Off the back of news that the Federal Government will take on Rex Airlines’ $50 million debt, travel industry figures are worried about the longevity of the plan and its knock-on impacts.
David Anderson, CEO of Australia’s largest experience network, Big Red Group, has highlighted the pressing need for a more permanent strategy to secure the future of regional tourism.
“While the Federal Government’s latest lifeline for embattled airline, Rex Airlines’ certainly shows its intention to safeguard regional connectivity – there needs to be a long-term play at work,” Anderson said.
“As it stands, these routes are only protected until mid-2025, after which they are cast into uncertainty again – particularly if no buyer comes to the table.”
Rex Airlines entered voluntary administration in July 2024, triggering a ripple effect across the tourism industry.

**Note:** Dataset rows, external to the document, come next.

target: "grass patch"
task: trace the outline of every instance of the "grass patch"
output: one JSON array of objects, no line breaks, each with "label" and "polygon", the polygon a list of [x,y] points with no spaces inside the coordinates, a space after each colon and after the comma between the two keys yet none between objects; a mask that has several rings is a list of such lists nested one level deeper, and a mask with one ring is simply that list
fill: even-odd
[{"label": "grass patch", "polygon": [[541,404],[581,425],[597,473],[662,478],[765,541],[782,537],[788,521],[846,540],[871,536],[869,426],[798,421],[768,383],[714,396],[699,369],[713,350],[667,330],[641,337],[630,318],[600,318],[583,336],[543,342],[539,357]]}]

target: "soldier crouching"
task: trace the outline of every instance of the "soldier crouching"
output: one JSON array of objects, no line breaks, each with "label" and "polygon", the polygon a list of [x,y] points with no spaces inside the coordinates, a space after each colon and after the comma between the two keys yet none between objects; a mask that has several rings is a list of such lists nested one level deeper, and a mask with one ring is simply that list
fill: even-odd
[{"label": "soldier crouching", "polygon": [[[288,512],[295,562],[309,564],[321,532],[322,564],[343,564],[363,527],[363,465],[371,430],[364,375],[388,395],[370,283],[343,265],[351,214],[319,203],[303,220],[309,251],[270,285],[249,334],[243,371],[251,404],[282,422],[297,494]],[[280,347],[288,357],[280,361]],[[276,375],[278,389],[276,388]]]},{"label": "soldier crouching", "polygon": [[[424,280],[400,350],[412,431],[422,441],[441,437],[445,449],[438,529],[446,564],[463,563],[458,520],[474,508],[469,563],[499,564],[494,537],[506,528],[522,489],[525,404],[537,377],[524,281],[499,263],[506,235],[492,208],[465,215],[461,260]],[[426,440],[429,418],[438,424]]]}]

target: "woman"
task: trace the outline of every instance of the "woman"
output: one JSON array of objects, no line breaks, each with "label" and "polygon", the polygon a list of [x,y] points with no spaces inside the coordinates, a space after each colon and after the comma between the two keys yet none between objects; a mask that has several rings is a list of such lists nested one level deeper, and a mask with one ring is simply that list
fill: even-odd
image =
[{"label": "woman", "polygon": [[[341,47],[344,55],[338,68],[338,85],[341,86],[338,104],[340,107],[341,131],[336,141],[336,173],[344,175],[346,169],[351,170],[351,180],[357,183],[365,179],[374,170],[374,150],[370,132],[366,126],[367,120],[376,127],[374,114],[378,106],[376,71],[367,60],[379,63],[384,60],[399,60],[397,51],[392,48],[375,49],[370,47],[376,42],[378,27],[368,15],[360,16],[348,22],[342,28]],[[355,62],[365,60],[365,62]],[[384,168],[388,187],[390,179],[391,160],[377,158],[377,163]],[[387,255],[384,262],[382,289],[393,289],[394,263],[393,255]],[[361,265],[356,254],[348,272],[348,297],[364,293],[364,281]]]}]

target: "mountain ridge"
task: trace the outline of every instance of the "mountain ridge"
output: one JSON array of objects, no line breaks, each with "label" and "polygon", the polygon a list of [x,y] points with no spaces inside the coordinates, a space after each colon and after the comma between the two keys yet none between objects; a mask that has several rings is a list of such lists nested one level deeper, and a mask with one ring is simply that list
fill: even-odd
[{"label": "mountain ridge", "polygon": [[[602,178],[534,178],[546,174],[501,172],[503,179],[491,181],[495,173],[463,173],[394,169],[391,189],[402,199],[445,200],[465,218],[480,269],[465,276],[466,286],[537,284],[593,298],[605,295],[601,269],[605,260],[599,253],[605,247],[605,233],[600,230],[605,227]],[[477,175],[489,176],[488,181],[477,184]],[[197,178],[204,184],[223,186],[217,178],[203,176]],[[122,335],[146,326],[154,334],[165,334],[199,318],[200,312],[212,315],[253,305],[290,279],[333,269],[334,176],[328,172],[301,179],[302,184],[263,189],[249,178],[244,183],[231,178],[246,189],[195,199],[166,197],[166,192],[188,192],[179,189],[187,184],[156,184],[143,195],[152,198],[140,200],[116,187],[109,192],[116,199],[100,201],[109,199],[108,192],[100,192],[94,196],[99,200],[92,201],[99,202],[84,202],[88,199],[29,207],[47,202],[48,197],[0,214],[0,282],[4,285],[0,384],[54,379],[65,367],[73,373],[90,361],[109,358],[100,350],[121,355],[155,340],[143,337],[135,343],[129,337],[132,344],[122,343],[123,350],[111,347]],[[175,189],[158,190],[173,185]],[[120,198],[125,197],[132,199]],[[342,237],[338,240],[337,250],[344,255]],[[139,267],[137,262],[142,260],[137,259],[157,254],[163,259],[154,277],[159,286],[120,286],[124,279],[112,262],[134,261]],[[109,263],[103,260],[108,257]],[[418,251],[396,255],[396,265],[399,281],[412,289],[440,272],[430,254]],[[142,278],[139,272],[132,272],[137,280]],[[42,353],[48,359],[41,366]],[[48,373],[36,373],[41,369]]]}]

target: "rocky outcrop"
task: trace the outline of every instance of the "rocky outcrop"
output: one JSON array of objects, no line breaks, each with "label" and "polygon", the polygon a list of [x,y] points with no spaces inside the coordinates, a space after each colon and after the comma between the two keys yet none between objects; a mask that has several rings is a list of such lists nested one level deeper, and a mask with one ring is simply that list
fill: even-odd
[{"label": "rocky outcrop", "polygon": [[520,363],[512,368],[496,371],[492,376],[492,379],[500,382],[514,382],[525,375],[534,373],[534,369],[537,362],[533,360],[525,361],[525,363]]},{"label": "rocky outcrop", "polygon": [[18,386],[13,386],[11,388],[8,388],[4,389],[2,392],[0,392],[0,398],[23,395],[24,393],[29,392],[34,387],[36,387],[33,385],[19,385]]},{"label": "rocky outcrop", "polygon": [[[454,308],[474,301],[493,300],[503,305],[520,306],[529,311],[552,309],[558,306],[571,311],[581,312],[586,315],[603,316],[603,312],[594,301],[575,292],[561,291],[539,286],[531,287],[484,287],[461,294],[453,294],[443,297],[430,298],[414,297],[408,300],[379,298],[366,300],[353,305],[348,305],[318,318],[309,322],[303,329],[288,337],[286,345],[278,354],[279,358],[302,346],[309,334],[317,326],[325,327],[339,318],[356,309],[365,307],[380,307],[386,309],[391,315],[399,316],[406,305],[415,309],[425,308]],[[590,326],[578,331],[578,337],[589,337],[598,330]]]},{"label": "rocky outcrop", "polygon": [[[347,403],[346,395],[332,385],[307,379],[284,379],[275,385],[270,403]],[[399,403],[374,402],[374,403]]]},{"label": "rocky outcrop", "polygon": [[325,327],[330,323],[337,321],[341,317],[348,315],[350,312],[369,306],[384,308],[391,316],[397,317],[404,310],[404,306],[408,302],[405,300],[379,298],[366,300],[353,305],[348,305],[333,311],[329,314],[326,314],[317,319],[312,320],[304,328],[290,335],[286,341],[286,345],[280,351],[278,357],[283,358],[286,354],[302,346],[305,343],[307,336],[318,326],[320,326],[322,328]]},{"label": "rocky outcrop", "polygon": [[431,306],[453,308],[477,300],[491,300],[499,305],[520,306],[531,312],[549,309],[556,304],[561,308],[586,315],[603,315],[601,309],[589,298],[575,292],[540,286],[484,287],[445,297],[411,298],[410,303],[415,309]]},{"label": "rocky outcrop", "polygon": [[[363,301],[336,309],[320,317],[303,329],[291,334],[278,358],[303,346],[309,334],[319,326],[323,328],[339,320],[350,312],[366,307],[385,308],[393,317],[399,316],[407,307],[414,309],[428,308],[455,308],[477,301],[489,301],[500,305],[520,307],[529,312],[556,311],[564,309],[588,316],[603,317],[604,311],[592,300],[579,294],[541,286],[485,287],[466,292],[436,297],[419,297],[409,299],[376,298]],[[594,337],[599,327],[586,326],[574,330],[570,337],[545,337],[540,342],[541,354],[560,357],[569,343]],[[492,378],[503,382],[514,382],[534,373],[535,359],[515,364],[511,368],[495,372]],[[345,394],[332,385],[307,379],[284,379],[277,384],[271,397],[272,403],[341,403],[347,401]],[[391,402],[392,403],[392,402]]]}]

“The uncertainty has had a significant effect on the wider industry as a whole. Since the company entered voluntary administration, costs for travellers have skyrocketed resulting in considerable knock-on effects for regional tourism and experience operators. This has led to fewer travellers visiting regional and remote destinations, with exorbitant costs forcing travellers to look toward destinations that are ultimately cheaper to travel to and offer more value for money.”
Anderson said the government must commit to a clearer roadmap to support the regional tourism sector.
“It is clear the tourism industry is nearing a critical juncture where the economic survival of many hard-working tourism operators depends on regional connectivity and services of Rex Airlines, whose future remains up in the air. We’d love to see a clear plan to support regional communities, protect businesses, and sustain tourism in regional Australia”
While the government’s intervention provides a short-term safeguard, stakeholders continue to push for structural reforms to ensure regional travel remains accessible and affordable beyond 2025.